This is not an easy question because it calls to mind a lot of different ways to consider SNPs. For me, simply mapping the SNP to the gene in which it resides or that gene nearby can be misguided. Take for example the variants linked to lactase persistence in Whites and some Africans. These variants are 10 to 11 kbp upstream of the pertinent gene LCT (lactase), but actually map within MCM6 (minichromosome maintenance complex component 6). As an aside which pertains to my line of work - this is important stuff when drawing up dietary recommendations.
Gene ontology terms for LCT are:
- Molecular Function: cation binding, glycosylceramidase activity, lactase activity, transferase activity
- Biological Process: carbohydrate metabolic process, response to drug, response to estrogen stimulus, response to ethanol, response to hormone stimulus, response to hypoxia, response to lead ion, response to nickel ion, response to nutrient, response to starvation, response to sucrose stimulus
- Cellular Component: apical plasma membrane, brush border, integral to plasma membrane, membrane fraction, plasma membrane
While the GO terms for MCM6 clearly indicate a different function of the encoded protein:
- Molecular Function: ATP binding, DNA binding, DNA helicase activity, identical protein binding, nucleotide binding, protein binding, single-stranded DNA binding
- Biological Process: DNA replication, DNA unwinding involved in replication, DNA-dependent DNA replication initiation, cell cycle, regulation of transcription
- Cellular Component: nucleoplasm, nucleus
OK, we know from a lot of other evidence that the SNPs conferring lactase persistence would "map" or be assigned to a lactase pathway. But where to assign other SNPs? Khader is right, mapping to disease pathways based on GWAS results is one option, but one may want more detail or assignment to a different pathway, e.g., biochemical, physiological, etc. In essence, this comes down to allele-specific pathways and pathway fluxes (different alleles for one SNP may alter transit through that node in the pathway by a mere 10-25% and that could be significant over the years it takes to see the phenotypic effects of a diseae). Few such pathways or pathway fragments exist. It also brings up cell type or organ specific pathways. In this regard, I may be able to call up from KEGG, Reactome or other sources a list of inflammation genes, which would be quite important as adipose tissue in a lean individual is 10% macrophages, but 40% in an obese person, but I do not know which members of that inflammation pathway are actually relevant and expressed in the adipose.
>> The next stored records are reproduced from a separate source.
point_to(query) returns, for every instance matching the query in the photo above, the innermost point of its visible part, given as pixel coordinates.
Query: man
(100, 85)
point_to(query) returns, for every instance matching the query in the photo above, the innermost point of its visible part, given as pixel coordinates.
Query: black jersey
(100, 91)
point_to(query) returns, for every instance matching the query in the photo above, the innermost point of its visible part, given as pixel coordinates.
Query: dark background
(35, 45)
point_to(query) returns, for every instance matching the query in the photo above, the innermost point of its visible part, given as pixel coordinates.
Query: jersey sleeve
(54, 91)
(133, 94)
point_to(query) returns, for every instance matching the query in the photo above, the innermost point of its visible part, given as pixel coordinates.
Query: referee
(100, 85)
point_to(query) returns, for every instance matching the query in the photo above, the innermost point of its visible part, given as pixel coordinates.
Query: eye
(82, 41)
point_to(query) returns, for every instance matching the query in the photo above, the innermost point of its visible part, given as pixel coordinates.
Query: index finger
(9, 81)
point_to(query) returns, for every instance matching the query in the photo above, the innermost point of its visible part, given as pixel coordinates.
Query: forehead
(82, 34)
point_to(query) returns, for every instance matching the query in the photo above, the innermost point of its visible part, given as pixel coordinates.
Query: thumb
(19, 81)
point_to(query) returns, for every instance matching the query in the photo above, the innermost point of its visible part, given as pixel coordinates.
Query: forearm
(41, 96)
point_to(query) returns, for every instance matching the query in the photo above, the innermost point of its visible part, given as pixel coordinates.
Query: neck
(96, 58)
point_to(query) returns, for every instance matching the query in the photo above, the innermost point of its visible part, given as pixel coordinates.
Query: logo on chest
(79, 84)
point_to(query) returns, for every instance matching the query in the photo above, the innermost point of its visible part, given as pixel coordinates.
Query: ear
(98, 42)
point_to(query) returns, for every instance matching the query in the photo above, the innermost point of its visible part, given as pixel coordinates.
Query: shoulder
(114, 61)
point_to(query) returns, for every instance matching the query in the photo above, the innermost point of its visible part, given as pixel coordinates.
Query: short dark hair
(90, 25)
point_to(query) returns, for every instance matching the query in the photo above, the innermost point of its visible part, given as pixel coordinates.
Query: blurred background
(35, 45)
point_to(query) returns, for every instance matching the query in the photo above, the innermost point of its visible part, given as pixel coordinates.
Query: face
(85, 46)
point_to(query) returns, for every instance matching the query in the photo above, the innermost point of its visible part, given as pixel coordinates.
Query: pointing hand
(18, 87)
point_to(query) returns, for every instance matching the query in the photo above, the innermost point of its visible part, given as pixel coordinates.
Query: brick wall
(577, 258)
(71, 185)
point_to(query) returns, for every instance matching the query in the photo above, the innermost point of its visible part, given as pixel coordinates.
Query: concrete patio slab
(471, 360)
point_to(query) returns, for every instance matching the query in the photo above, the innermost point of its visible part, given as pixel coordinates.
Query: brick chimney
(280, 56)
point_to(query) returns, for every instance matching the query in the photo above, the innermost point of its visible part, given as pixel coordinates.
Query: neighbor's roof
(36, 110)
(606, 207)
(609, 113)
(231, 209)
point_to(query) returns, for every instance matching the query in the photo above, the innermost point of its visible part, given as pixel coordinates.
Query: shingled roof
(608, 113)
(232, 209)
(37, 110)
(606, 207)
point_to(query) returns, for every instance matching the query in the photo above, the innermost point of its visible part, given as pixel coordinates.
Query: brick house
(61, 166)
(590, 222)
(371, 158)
In addition, a recent paper by Folkersen (Circ Cardiovasc Genet 3:365) shows that many disease SNPs for cardiovascular disease phenotypes map far from the gene whose mRNA levels associate with that SNP. Again, it is a gene expression thing similar to the LCT-MCM6 story above.
In all, this is tough and there is no satisfactory way to assign a SNP to a pathway. Assignment can be easier based on genetics - GWAS and classical mapping and mouse KOs - but those too may be population specific or altered by environment.